Glioblastoma is one of the deadliest cancers. Chimeric antigen receptor (CAR)-T cell therapy against solid tumors has been far from satisfactory largely due to the immunosuppressive tumor microenvironment, such as PD-1 mediated T cell exhaustion. In the present study, we investigated the combined antitumor effects of anti-EGFR variant III CAR-T cell therapy and PD-1 checkpoint blockade on glioblastoma in mouse model. The results demonstrated that CAR-T cells with PD-1 blockade exhibit higher killing efficiency in vitro. Additionally, CAR-T cells with PD-1 blockade showed more effective and persistent therapeutic effects on glioblastoma and led to significantly increased number of tumor infiltrating lymphocytes (TILs) in the mouse model. In conclusion, PD-1 checkpoint blockade significantly enhanced the antitumor activity of anti-human EGFRvIII CAR-T cells by overcoming TILs exhaustion. The outcomes of the present study provide a novel strategy for improving the potency of CAR-T cell therapies in solid tumors.

中文翻译：

---

抗EGFR变体III CAR-T细胞疗法和PD-1检查点阻滞对小鼠胶质母细胞瘤的联合抗肿瘤作用。
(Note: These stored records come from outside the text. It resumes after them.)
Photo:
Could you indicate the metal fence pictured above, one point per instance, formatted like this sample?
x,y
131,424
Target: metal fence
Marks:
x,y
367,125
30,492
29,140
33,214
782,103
胶质母细胞瘤是最致命的癌症之一。很大程度上由于免疫抑制性肿瘤微环境，例如PD-1介导的T细胞衰竭，对实体瘤的嵌合抗原受体（CAR）-T细胞疗法远未令人满意。在本研究中，我们研究了抗EGFR变体III CAR-T细胞疗法和PD-1检查点阻断对胶质母细胞瘤在小鼠模型中的联合抗肿瘤作用。结果表明，具有PD-1阻滞作用的CAR-T细胞在体外具有更高的杀伤效率。此外，具有PD-1阻滞作用的CAR-T细胞对胶质母细胞瘤显示出更有效和持久的治疗效果，并导致小鼠模型中的肿瘤浸润淋巴细胞（TIL）数量显着增加。结论，通过克服TIL的衰竭，PD-1检查点的阻断显着增强了抗人EGFRvIII CAR-T细胞的抗肿瘤活性。本研究的结果为提高实体瘤中CAR-T细胞疗法的效力提供了一种新颖的策略。